Sur le Fonds national de promotion culturelle (FNPC) créé depuis 2023, la FTM déplore sa non-mise en œuvre, faute d’appels à projets et requiert un compte rendu sur les trois années écoulées, la nomination de ses organes dirigeants et le lancement d’un appel à projets publics et transparents.
Concernant la rémunération pour copie privée, la FTM regrette que le Togo n’ait pas transposé dans la législation nationale la Directive n°07/2023/CM/UEMOA avant l’échéance de septembre 2025 pour rendre effectif ce droit et demande sa mise en œuvre pour en permettre la jouissance aux créateurs.
Les artistes réclament par ailleurs une réforme de la loi sur les droits d’auteur datant de 1991. Les artistes la trouvent inadaptée à l’ère du numérique et demandent l’adoption et la promulgation urgentes du projet en attente au Parlement depuis plusieurs années.

Le monde culturel exige également une protection sociale et un statut pour l’artiste. Travaillant sans couverture sociale ni reconnaissance formelle, les artistes sont souvent laissés pour compte en cas de maladie. Face à cette situation, la FTM demande la reconnaissance du métier d’artiste et la mise en place de mécanismes de protection adaptés.
Dernière revendication, la Fédération togolaise de musique exige la mise en place d’un cadre permanent de dialogue entre l’Etat et les organisations professionnelles du secteur culturel.

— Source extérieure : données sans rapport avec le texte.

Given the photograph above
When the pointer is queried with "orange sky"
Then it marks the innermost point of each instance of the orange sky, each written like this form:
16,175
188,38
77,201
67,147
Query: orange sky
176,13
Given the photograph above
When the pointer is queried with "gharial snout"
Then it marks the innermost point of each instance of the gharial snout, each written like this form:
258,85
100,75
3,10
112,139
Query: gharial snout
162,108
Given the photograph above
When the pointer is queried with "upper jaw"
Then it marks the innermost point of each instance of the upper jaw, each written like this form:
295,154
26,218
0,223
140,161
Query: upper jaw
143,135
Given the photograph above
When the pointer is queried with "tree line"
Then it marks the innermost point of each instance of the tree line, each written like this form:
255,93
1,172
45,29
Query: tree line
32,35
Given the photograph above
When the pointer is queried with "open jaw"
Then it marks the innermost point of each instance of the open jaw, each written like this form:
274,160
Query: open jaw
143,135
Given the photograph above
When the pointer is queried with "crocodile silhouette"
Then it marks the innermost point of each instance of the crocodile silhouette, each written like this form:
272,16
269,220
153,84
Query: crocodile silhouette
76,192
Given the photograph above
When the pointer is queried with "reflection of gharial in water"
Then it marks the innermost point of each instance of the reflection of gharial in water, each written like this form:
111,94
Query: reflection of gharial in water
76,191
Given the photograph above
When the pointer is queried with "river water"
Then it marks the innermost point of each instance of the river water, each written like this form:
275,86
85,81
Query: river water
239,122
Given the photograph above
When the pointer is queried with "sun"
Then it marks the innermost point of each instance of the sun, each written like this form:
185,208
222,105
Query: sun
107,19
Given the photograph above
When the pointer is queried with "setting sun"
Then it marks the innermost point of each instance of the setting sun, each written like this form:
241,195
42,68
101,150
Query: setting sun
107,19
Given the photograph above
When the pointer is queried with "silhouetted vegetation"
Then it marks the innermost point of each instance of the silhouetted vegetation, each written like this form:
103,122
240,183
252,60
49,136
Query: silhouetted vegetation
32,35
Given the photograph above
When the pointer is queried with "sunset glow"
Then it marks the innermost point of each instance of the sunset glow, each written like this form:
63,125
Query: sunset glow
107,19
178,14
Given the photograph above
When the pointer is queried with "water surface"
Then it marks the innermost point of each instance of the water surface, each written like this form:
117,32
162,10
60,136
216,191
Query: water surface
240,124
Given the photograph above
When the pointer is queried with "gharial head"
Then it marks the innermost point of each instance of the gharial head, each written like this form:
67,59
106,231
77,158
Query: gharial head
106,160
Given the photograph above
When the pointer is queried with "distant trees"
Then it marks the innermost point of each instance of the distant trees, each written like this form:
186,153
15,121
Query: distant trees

Réaffirmant son attachement au dialogue, elle rejette toute logique de confrontation, insiste sur la reconnaissance de l’expertise des acteurs du terrain…
« La culture n’est pas un luxe. Quand un artiste ne peut pas se soigner, quand un créateur est contraint à l’exil, c’est toute la Nation qui s’appauvrit », croient fermement les artistes togolais. Pour davantage interpeller les autorités gouvernementales, notamment le Président du Conseil, ils ont réalisé, au terme de la rencontre, de petites capsules vidéos à publier sur les réseaux sociaux.